Medical debt can pile up fast after an unexpected illness or accident. You might face bills from hospitals, specialists, and labs before realizing how much you owe. When that debt becomes too heavy to handle, bankruptcy can help you erase or manage it and regain control of your finances.
How bankruptcy addresses medical debt
Medical bills count as unsecured debt because they aren’t tied to property like a home or car. Both Chapter 7 and Chapter 13 bankruptcy handle unsecured debt. In Chapter 7, the court can discharge eligible debts, including medical bills, once you meet income requirements. In Chapter 13, you repay part of your debt through a three- to five-year plan, and the court discharges the remaining balance when you finish the plan.
Who qualifies for medical debt relief
You must pass a means test to qualify for Chapter 7 bankruptcy. The test compares your income to West Virginia’s median income for your household size. If your income is higher, Chapter 13 might fit your situation better. Chapter 13 lets you pay back part of what you owe while keeping property like your car or home. During either type of case, federal law blocks creditors from calling, suing, or garnishing your wages while the bankruptcy is active.

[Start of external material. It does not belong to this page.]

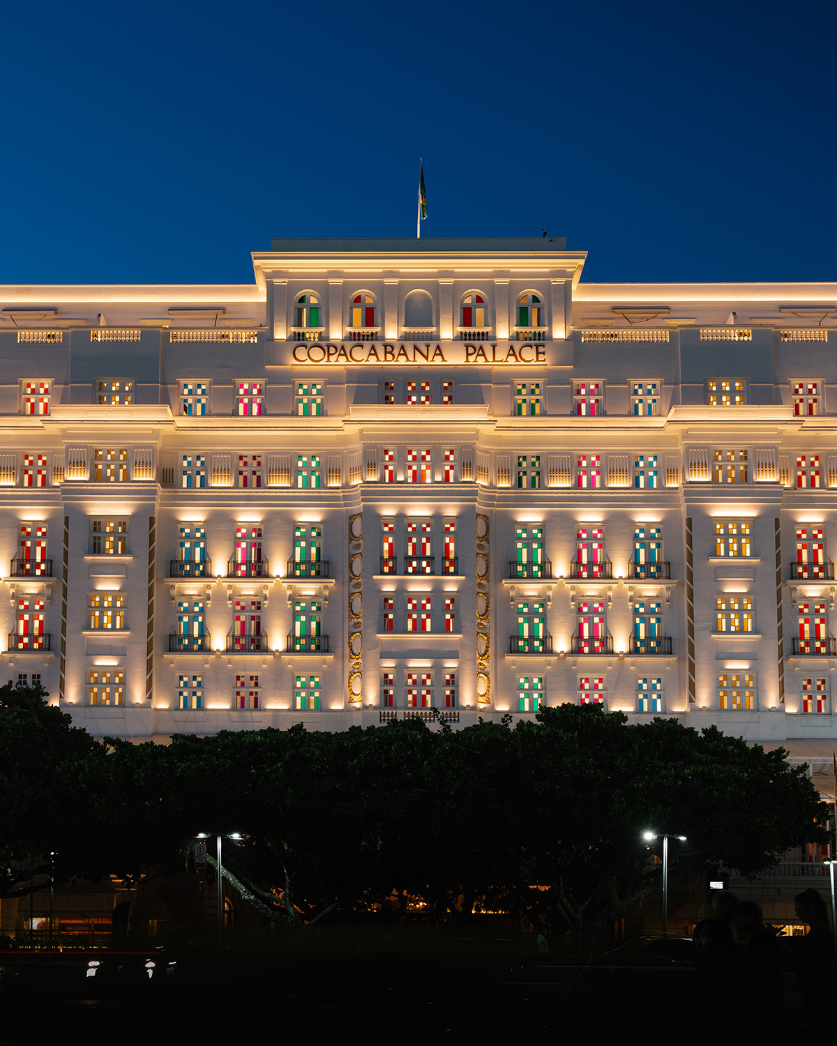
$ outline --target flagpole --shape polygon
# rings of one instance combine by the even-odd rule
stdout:
[[[418,158],[418,205],[415,212],[415,238],[422,238],[422,162],[423,158]]]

Other effects of discharging medical debt
Bankruptcy stops lawsuits and collection actions tied to unpaid medical bills. It also clears the way for you to rebuild your financial stability instead of dealing with relentless collection attempts. Bankruptcy affects your credit, but many people see improvement within a few years once they manage new credit wisely and pay bills on time. Debts you add after filing won’t qualify for discharge, so it’s important to include all existing medical bills in your case.
Getting rid of medical debt gives you a chance to start fresh. Building a budget, paying on time, and using credit carefully can help you strengthen your financial future. Bankruptcy isn’t a failure—it’s a legal tool that protects people who face overwhelming medical costs and need relief.